A group of 18 plaintiffs is suing to overturn the city of Austin’s “Affordability Unlocked” planning initiative.

The same group that won a 2020 legal case against the city of Austin’s rewriting of the Land Development code recently launched a lawsuit against the city’s Affordability Unlocked initiative.
“Led by Frances Acuña, the group’s members have asked that a Travis County district judge throw out four ordinances that they believe were passed without sufficient notice to the public,” reports Jo Clifton in an article for the Austin Monitor.
“At issue are the Affordability Unlocked ordinance, the Vertical Mixed Use 2 (VMU2) ordinance, the ordinance allowing residential use in commercial zones and the compatibility ordinance,” according to the article.
Clifton also reports that the city “did not go through the process of notifying neighbors that rules were changing for development of nearby properties, arguing that such notice requirements do not apply in these cases, because the zoning classifications are not changing.”
Though the effort to achieve a new planning vision for Austin through zoning obviously has it detractors, a group of about 50 advocates rallied in support of Affordability Unlocked earlier this week.

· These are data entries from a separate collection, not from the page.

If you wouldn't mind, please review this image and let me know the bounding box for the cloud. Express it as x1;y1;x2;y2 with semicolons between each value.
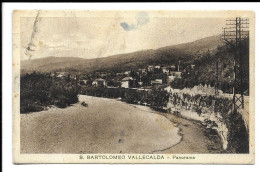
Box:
120;12;149;31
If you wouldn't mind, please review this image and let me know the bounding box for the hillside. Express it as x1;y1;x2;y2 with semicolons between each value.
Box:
21;35;223;74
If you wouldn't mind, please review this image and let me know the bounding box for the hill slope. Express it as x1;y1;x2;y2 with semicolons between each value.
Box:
21;35;223;73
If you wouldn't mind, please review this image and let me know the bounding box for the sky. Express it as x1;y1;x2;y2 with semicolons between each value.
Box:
20;11;225;60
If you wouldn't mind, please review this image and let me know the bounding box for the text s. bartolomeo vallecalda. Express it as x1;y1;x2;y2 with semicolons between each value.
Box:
82;155;195;160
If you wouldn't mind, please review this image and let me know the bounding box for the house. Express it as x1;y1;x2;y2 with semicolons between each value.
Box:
167;76;176;84
151;79;162;85
138;81;143;86
92;78;107;87
121;77;133;88
79;79;88;84
124;70;131;76
147;66;154;72
170;65;176;71
57;72;66;78
162;67;169;74
170;71;182;78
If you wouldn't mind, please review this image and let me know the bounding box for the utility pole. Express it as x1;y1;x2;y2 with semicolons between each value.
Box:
178;61;181;72
222;17;249;111
215;54;219;96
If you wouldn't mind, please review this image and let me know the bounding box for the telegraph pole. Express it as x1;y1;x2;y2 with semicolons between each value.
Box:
222;17;249;111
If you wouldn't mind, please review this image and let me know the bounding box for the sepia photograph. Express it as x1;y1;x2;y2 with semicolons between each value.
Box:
13;10;255;164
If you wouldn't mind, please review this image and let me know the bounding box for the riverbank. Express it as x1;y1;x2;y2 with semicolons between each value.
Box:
20;95;181;154
133;105;224;154
21;95;221;154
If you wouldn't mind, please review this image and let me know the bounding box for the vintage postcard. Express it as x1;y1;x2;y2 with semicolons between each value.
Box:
13;10;255;164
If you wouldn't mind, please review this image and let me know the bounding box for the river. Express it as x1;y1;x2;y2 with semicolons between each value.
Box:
20;95;221;154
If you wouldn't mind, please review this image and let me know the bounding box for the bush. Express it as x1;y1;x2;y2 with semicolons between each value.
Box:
20;73;78;113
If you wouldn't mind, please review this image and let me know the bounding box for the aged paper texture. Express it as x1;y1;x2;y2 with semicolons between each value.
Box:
13;10;255;164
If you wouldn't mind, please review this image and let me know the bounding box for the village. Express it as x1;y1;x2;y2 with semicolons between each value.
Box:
52;62;195;90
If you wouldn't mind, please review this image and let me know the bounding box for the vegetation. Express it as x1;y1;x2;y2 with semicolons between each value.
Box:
81;87;169;110
20;73;78;113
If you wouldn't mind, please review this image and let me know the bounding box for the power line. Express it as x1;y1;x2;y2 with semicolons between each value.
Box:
222;17;249;111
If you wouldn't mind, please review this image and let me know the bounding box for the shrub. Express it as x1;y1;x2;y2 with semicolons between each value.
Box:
20;73;78;113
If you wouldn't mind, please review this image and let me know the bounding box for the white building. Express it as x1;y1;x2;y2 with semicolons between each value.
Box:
92;78;107;87
121;77;133;88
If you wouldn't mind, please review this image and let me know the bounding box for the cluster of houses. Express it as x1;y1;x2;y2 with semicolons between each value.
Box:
92;65;186;88
51;65;195;88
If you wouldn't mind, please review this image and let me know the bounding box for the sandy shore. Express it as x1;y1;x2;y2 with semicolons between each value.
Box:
21;96;221;154
21;96;181;153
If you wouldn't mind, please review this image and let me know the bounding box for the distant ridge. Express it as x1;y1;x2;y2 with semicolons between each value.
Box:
21;35;224;74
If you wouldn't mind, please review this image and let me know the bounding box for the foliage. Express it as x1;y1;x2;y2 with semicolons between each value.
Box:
20;73;78;113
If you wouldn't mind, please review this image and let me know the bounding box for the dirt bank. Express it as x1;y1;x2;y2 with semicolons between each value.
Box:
21;96;181;153
134;105;223;154
21;96;221;154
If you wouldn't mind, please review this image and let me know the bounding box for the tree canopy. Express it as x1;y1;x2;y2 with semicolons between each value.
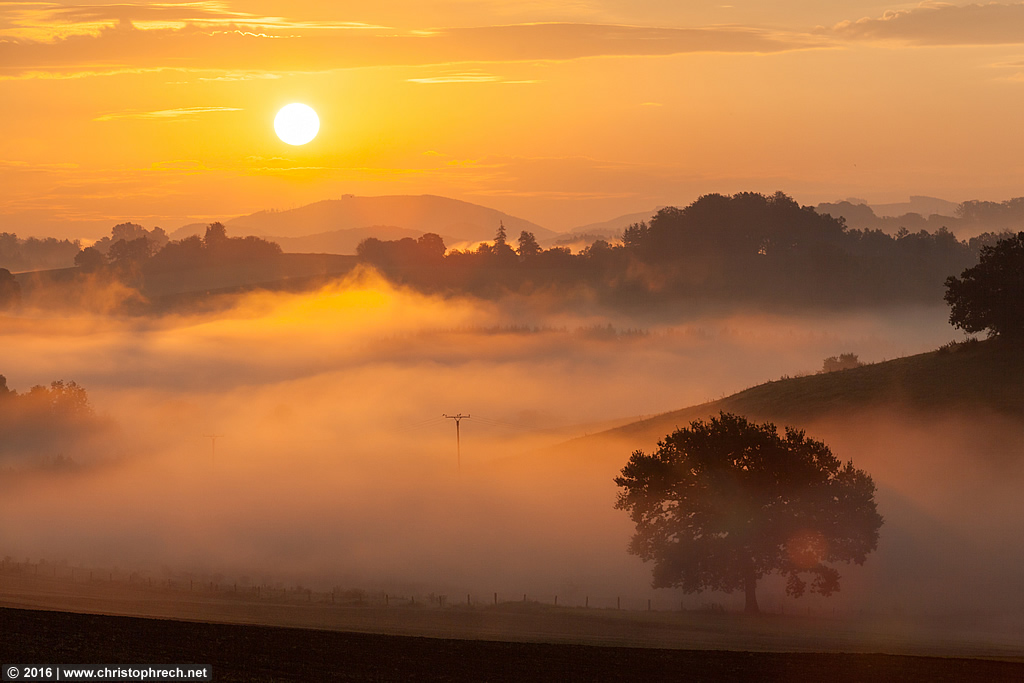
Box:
615;413;882;612
945;232;1024;340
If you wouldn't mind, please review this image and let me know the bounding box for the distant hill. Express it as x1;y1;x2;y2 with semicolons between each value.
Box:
863;195;959;218
565;207;662;240
170;195;558;248
589;340;1024;443
266;225;425;254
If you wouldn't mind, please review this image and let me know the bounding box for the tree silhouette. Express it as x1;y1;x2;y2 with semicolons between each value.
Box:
615;413;882;613
516;230;541;258
75;247;106;271
945;232;1024;340
0;268;22;309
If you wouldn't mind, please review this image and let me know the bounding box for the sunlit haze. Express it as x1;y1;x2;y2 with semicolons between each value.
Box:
6;0;1024;238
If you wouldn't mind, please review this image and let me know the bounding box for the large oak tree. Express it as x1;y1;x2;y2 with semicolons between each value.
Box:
615;413;882;612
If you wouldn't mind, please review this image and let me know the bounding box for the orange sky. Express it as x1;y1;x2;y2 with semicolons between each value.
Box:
6;0;1024;238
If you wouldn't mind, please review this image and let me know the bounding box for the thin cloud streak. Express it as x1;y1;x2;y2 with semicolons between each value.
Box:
817;2;1024;46
0;24;823;76
93;106;244;121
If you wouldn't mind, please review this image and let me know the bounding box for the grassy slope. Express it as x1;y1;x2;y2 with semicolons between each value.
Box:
578;340;1024;440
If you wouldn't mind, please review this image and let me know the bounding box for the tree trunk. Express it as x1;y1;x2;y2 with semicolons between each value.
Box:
743;567;761;614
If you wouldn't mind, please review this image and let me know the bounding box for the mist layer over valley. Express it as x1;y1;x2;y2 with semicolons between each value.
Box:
0;271;1007;626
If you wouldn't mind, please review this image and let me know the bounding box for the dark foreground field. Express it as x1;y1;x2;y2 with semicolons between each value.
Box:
0;608;1024;683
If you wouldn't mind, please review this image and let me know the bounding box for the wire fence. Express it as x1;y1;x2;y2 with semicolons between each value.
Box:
0;557;864;615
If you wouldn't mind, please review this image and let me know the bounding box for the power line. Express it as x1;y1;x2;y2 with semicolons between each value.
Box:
442;413;469;472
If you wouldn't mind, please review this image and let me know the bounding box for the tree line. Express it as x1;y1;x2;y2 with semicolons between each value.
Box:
357;193;1005;306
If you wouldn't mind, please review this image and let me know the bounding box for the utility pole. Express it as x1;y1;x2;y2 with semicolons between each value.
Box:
443;413;469;472
203;434;223;460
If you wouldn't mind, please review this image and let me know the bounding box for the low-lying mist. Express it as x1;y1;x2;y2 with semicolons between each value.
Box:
0;273;1007;618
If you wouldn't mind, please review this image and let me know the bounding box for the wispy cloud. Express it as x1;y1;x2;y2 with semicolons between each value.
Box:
408;71;540;84
93;106;242;121
0;24;824;83
817;2;1024;45
0;0;385;41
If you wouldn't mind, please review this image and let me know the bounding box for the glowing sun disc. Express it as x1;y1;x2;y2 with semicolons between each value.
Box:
273;102;319;144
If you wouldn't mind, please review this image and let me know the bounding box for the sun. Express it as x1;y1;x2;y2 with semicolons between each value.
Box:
273;102;319;144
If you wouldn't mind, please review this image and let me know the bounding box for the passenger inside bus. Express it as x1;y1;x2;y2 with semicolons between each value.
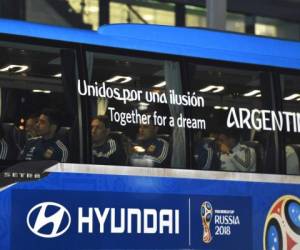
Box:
0;124;10;160
19;109;68;162
91;116;126;165
25;114;38;140
130;117;170;167
217;129;256;172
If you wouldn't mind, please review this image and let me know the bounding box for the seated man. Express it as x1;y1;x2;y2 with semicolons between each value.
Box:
25;115;38;140
20;109;68;162
217;129;256;172
0;124;9;160
91;116;126;165
130;120;170;167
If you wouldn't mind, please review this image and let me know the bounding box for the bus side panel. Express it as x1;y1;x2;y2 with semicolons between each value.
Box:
0;173;300;250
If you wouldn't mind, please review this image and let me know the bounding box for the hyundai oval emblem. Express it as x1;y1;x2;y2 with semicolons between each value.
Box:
27;202;71;238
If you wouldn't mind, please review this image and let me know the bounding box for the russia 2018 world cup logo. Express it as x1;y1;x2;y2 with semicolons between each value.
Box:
263;195;300;250
201;201;213;243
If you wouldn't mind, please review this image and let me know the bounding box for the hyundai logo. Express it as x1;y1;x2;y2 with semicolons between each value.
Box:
27;202;71;238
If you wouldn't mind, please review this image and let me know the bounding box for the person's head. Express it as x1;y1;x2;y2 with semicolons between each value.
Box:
138;117;158;141
217;129;240;149
25;115;38;139
37;109;60;139
91;116;110;145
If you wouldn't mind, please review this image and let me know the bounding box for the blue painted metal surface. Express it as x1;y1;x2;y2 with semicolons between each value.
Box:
0;19;300;69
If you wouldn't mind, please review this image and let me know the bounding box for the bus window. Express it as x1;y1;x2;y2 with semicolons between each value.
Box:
0;42;79;162
81;53;185;168
281;75;300;175
189;64;273;172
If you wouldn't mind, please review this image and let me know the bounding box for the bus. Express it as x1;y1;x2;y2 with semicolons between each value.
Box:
0;19;300;250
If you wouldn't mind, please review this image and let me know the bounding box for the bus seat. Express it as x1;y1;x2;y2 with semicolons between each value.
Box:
242;141;264;173
56;127;74;162
109;131;131;165
157;134;170;143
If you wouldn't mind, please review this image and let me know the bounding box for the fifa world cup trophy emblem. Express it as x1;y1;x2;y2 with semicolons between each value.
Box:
201;201;213;243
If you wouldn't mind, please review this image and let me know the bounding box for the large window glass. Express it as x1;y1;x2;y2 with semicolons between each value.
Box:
0;42;79;165
281;75;300;175
255;17;300;40
81;53;186;168
190;64;274;172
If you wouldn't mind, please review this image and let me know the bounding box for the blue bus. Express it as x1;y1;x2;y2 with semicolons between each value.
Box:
0;19;300;250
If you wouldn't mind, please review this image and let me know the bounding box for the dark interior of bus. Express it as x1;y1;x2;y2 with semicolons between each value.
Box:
0;37;300;176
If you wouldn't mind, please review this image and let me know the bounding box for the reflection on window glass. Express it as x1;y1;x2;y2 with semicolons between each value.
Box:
68;0;99;30
281;75;300;175
185;5;206;27
255;17;300;40
82;53;185;168
190;64;271;172
0;43;78;162
226;13;245;33
110;1;175;25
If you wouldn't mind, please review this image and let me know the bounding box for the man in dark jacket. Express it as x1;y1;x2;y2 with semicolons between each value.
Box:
20;109;68;162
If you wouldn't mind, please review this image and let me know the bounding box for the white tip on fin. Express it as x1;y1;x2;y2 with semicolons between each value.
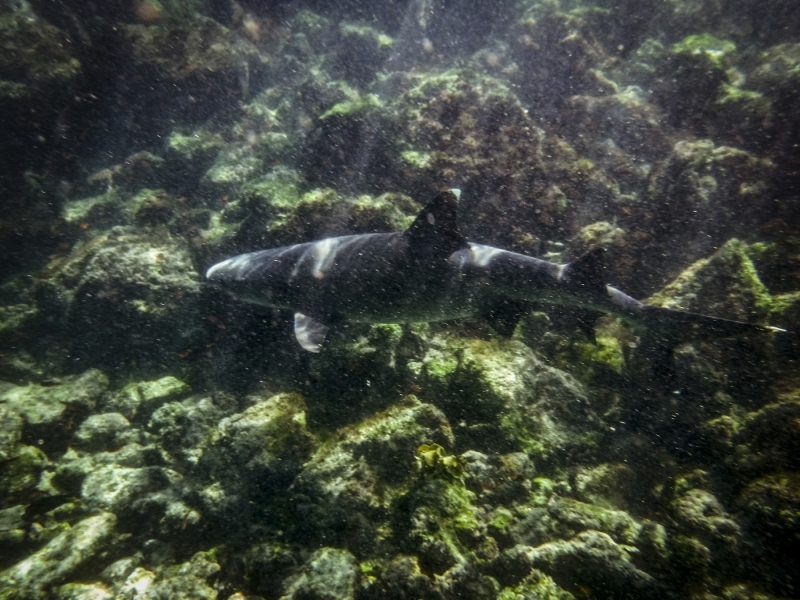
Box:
294;313;330;352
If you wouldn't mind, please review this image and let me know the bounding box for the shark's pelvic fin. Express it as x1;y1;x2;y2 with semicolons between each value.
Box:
561;248;608;296
294;312;330;352
404;189;469;262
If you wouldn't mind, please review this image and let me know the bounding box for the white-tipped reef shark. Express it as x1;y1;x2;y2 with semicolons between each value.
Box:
206;189;780;352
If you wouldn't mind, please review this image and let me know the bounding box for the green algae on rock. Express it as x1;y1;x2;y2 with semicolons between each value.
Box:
0;513;116;599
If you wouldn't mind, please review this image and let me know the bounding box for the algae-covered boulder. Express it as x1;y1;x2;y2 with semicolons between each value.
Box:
0;369;108;451
281;548;359;600
737;472;800;596
196;393;316;527
38;228;205;370
655;33;736;127
290;396;453;554
731;394;800;473
628;140;775;296
648;238;772;322
102;375;190;420
512;13;615;116
418;336;601;457
74;413;131;451
499;531;663;599
0;513;116;598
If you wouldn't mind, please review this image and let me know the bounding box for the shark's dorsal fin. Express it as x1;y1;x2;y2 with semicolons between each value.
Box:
561;248;608;295
294;312;330;352
404;189;469;261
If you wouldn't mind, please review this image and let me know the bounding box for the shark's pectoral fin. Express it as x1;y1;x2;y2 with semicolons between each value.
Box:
480;298;531;338
404;189;469;262
294;313;330;352
561;248;608;296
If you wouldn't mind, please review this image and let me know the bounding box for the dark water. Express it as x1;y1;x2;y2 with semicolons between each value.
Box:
0;0;800;600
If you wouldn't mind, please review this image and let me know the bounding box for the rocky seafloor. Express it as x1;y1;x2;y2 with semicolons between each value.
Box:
0;0;800;600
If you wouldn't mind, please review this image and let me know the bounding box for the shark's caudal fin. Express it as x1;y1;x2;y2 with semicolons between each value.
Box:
404;189;469;262
641;305;785;346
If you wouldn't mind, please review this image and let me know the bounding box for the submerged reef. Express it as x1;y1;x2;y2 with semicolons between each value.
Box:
0;0;800;600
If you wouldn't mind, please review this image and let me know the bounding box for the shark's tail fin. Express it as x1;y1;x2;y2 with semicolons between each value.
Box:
628;305;785;390
640;305;785;346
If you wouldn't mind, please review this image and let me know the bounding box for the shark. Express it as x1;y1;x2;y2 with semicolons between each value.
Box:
206;189;782;352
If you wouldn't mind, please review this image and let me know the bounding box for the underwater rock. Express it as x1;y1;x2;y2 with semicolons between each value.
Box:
652;33;736;128
497;569;575;600
0;3;81;102
547;496;641;546
731;394;800;474
193;393;316;536
0;369;108;452
0;513;116;598
104;551;220;600
81;465;180;525
281;548;359;600
73;413;131;452
498;531;663;599
671;488;740;546
308;323;427;427
38;227;206;378
0;404;24;462
574;463;636;510
326;22;394;86
648;238;772;322
418;336;601;458
747;43;800;157
737;472;800;597
0;444;48;507
566;86;669;162
511;13;616;118
53;583;114;600
631;140;775;296
101;375;190;420
228;167;419;255
359;555;444;600
120;16;261;84
147;396;225;466
290;396;453;556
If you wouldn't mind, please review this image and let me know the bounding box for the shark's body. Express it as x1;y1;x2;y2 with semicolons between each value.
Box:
206;190;780;352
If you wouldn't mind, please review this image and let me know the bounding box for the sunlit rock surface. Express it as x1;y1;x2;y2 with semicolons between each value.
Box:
0;0;800;600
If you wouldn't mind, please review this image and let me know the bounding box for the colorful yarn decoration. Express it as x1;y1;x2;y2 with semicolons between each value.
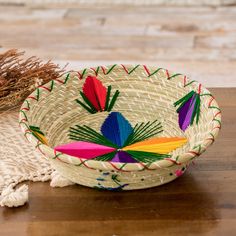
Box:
55;112;187;163
29;125;48;145
174;91;201;131
76;76;119;114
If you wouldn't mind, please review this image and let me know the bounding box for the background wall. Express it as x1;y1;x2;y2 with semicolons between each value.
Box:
0;0;236;87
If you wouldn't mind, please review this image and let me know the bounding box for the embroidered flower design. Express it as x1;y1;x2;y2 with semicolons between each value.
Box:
55;112;187;163
174;91;201;131
76;76;119;113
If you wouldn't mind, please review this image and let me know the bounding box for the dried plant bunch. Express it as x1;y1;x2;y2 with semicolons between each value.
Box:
0;49;65;110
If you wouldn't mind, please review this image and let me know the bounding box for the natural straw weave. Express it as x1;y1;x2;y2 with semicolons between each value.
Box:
20;65;221;190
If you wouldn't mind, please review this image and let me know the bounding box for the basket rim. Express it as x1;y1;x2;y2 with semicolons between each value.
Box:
19;64;221;171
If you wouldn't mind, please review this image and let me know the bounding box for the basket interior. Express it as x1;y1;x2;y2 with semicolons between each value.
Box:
28;65;216;160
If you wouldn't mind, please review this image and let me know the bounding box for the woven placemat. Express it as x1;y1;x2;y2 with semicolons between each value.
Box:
0;109;72;207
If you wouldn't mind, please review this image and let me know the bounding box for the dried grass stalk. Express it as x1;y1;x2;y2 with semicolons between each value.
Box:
0;49;65;110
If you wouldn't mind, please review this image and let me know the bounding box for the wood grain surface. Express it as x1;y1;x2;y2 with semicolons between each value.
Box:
0;5;236;87
0;89;236;236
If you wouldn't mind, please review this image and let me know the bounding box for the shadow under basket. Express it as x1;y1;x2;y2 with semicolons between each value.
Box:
19;65;221;190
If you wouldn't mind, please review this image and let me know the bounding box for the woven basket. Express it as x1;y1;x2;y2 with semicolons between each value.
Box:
20;65;221;190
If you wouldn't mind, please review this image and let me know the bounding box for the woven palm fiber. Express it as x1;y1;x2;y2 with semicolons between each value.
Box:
20;65;221;190
0;109;72;207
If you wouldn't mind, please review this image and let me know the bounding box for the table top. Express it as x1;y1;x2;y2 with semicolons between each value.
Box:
0;88;236;236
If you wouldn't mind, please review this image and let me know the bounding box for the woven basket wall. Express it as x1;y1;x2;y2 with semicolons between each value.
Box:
20;65;221;190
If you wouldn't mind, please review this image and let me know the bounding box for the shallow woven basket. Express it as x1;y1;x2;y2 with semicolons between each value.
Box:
20;65;221;190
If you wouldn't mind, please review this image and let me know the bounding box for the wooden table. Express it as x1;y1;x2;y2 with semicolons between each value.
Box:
0;89;236;236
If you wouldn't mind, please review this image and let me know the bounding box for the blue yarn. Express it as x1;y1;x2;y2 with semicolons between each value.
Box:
101;112;133;147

The Urban Institute published a report earlier this month comparing local and state affordability initiatives, including Affordability Unlocked. The study “found that in strong housing markets, those incentives can make affordable housing projects more appealing to developers and can lead to a modest increase in housing supply, especially at the higher end of the income spectrum,” according to a separate article by Chad Swiatecki.